5,000円/月の価値 ――Adobe Creative Cloud


昔、「アドビ製品はむちゃ高価だよねー」という話題が出た時に、誰かが言った。「アドビによれば、『不正利用なく全員がお金を払ってくれるなら、もっと安くできる。不正コピーがあるからいけない』ということらしいよ」 その言葉を、なぜか鮮明に覚えている。そりゃ言ってることは正論だけど、現実には、全員が不正コピーしない世界なんて夢物語だしね……

いや待て Creative Cloudキタコレ。
アドビ クリエイティブ クラウド | Adobe Creative Cloud

年間6万円または月8000円で、アドビのあらゆる製品が利用できる、らしい。

すげー安いじゃん!と思ったけれど、webで見かけた意見によれば全製品のアップグレード価格は6万円前後なのだそうで、既に全部持っている人には大して価格メリットがないらしい。私みたいな新規参入の場合、初期投資が要らないのはメリットだけどねー。Amazonによれば、Adobe Creative Suite 6 Master Collection Windows版は280,000円ナリ。

webで見かけた意見でなるほどと思ったのは「勝手に最新バージョンにアップされていったら、プラグインとかどーなんのよ」というご意見。なるほど、最新バージョンが常に最高であるとは限らないのがソフトウェアの常なわけで、しかもサードパーティとの整合が求められる場面では、よりいっそう大きな問題になるわな。InDesignなんかも、入稿する印刷屋とバージョン合わせられるんだろうか。両方CreativeCloudだったら同じバージョンだからいいってわけなのか? ホントかなぁ……。
マシンパワーの問題とかもあるわけで、どんどん最新にされちゃったらマシン追いつけませんがな、てなことにも不安はありますな。

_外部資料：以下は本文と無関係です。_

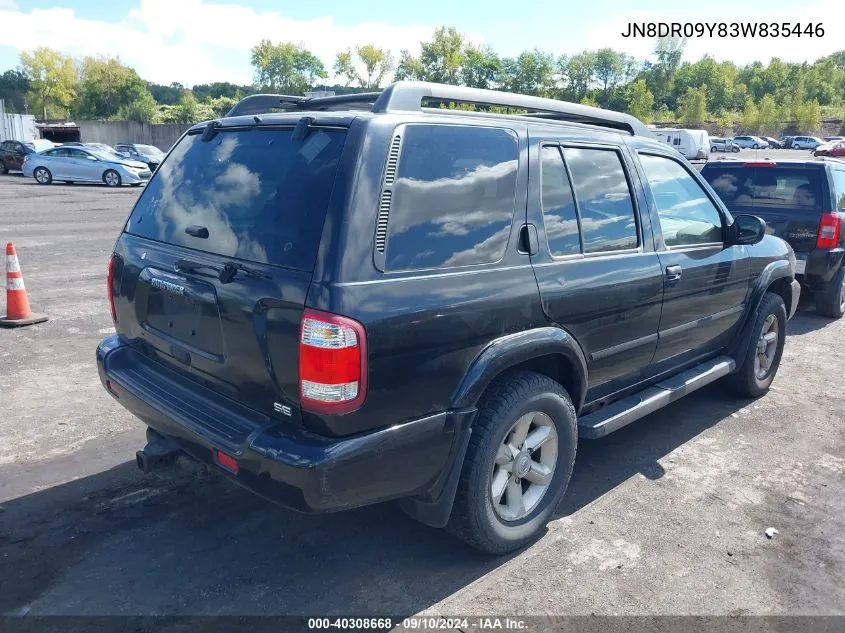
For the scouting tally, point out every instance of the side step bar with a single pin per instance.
(614, 416)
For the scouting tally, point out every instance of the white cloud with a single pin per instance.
(738, 50)
(192, 41)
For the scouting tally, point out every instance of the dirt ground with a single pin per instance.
(666, 516)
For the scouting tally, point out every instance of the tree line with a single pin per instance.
(758, 98)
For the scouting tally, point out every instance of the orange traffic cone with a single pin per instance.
(17, 303)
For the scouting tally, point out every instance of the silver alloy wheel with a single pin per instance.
(524, 466)
(767, 346)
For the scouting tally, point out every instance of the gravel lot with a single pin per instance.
(666, 516)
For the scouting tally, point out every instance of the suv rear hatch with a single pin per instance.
(790, 197)
(213, 268)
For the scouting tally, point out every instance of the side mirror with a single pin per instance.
(747, 229)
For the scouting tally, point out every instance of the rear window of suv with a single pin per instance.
(261, 195)
(777, 187)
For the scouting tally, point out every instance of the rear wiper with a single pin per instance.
(231, 269)
(189, 266)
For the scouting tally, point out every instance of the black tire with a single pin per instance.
(47, 176)
(745, 381)
(830, 301)
(112, 178)
(473, 518)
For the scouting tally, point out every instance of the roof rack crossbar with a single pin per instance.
(409, 95)
(264, 103)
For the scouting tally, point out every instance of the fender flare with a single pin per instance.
(774, 271)
(511, 350)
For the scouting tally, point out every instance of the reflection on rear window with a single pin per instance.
(767, 187)
(261, 195)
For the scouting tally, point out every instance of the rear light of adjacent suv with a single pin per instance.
(828, 231)
(110, 285)
(332, 363)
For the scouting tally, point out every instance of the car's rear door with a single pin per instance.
(790, 197)
(596, 268)
(706, 281)
(217, 257)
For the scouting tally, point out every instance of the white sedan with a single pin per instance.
(82, 164)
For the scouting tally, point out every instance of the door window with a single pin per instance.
(687, 216)
(604, 200)
(559, 216)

価格の問題、バージョンの問題もさることながら、私、個人的に問題なのはそのボリューム。とても使い切れねぇな……と思う反面、全部入りが欲しくてたまらないこのキモチ、わかるじゃろ。とはいえ毎月5,000円払って、全部は絶対使いこなせないし、それどころか会社のマシンじゃちょっとスペック不安かなー、となると自宅でVAIO typeZ触れる時間ってどんだけあるかなー、とか思うと、投資としては二の足を踏む感じ。払えないって額じゃないと思うんだけど、んじゃペイするのか、その5,000円に見合うだけのCreativityつまり5,000円の収入につながるだけの活用ができるのかと言われると、私じゃちょっと難しいなぁ……とも思う。つまらんのう。

「『スタンド』というのは車やバイクを運転するのと同じなのだ……能力と根性のないウスラボケはどんなモンスターマシンに乗ってもみみっちい運転するよなあ」
――荒木飛呂彦『ジョジョの奇妙な冒険』、虹村形兆のセリフ

兄貴 あんまりムカつくこと言わんといてくださいよ……とほほ。